Column by Craig Marshall Smith
Jennifer and I just flew back from Detroit, and, boy, are our arms tired.
Michigan is my homeland, specifically Ann Arbor, and I thought that she should have at least one encounter with a University of Michigan home game in her lifetime.
If you haven’t been to one yourself, please consider this: on game day, the corner of East Main Street and South Stadium Boulevard is the sixth-largest city in the state of Michigan.
Alumni, old fans and new fans come from all over the world to attend a Wolverines football game.
Please consider this: The capacity of Sports Authority Field at Mile High is 76,125. The average attendance for a Michigan home game is more than 112,000.
Jennifer and I woke in a hotel near the Detroit airport, and watched Irma barrel through Florida on CNN. It began a day that neither one of us will ever forget.
From the hotel to Ann Arbor in a rental car on an autumn Saturday: 30 minutes.
We walked to the stadium (from a parking space I pre-arranged from my home computer) past the high school where Iggy Pop and I would have been classmates if the Smiths hadn’t skipped town.
The stadium was opened in 1927, and there have been a number of expansions. The latest one was the addition of skyboxes on top of the skyboxes on top of the skyboxes.
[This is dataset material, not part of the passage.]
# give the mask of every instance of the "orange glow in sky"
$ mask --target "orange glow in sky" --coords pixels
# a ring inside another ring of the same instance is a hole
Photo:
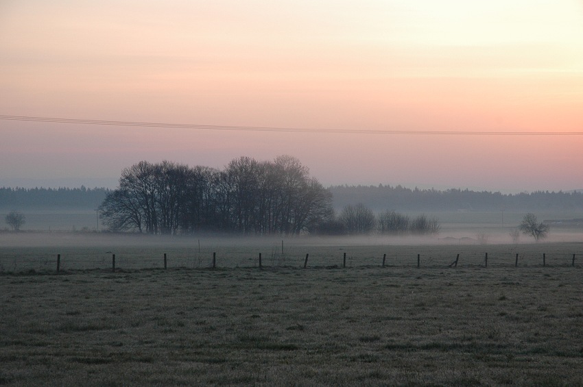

The music is too loud and the playlist is abhorrent — just like it is at CU games — but by halftime we both had lost our hearing, which was a partial blessing, because the halftime musical theme was a tribute to John Williams and the upcoming “Star Wars XXXVII” fatuity.
We stayed in the stadium after the game, and watched 112,000 people leave, and leave about 112,000 pounds of litter.
I said, “Bingo.”
Jennifer said, “What?”
“My next column: Why do people litter?”
“That sounds engrossing,” the facetious German said.
There was trash under the seats everywhere you looked.
Remember Keep America Beautiful’s 1971 “crying Indian” campaign?
Their recent study about littering gives two main reasons: contextual variables and personal variables.
Contextual variables include “availability of trash cans, the accumulative impact of other litter in the area, and even weather.”
Personal variables include “age, awareness, attitudes, and feelings of personal responsibility.”
The study showed that “15 percent of littering behavior had to do with contextual demands and 85 percent had to do with personal variables.”
There were plenty of trash cans everywhere, and Michigan head coach Jim Harbaugh is featured in a big screen plea for fans to dispose of litter responsibly.
Neither mattered.
Older people are less likely to litter than younger people, the study showed. I hope they didn’t spend too much time or money figuring that one out. Have you ever seen a carload of kids toss fast food leftovers out the window?
Littering isn’t just an incidental lapse in accountability and civility.
Over nine billion tons of litter ends up in the ocean every year. Over 11 billion dollars is spent every year to clean up litter.
I am not campaigning myself. Littering is an inevitability, and I am fully resigned to it.
The explanation is this: People will be people.
(If you go to Ann Arbor, go to Zingerman’s Delicatessen. We did, after the game.)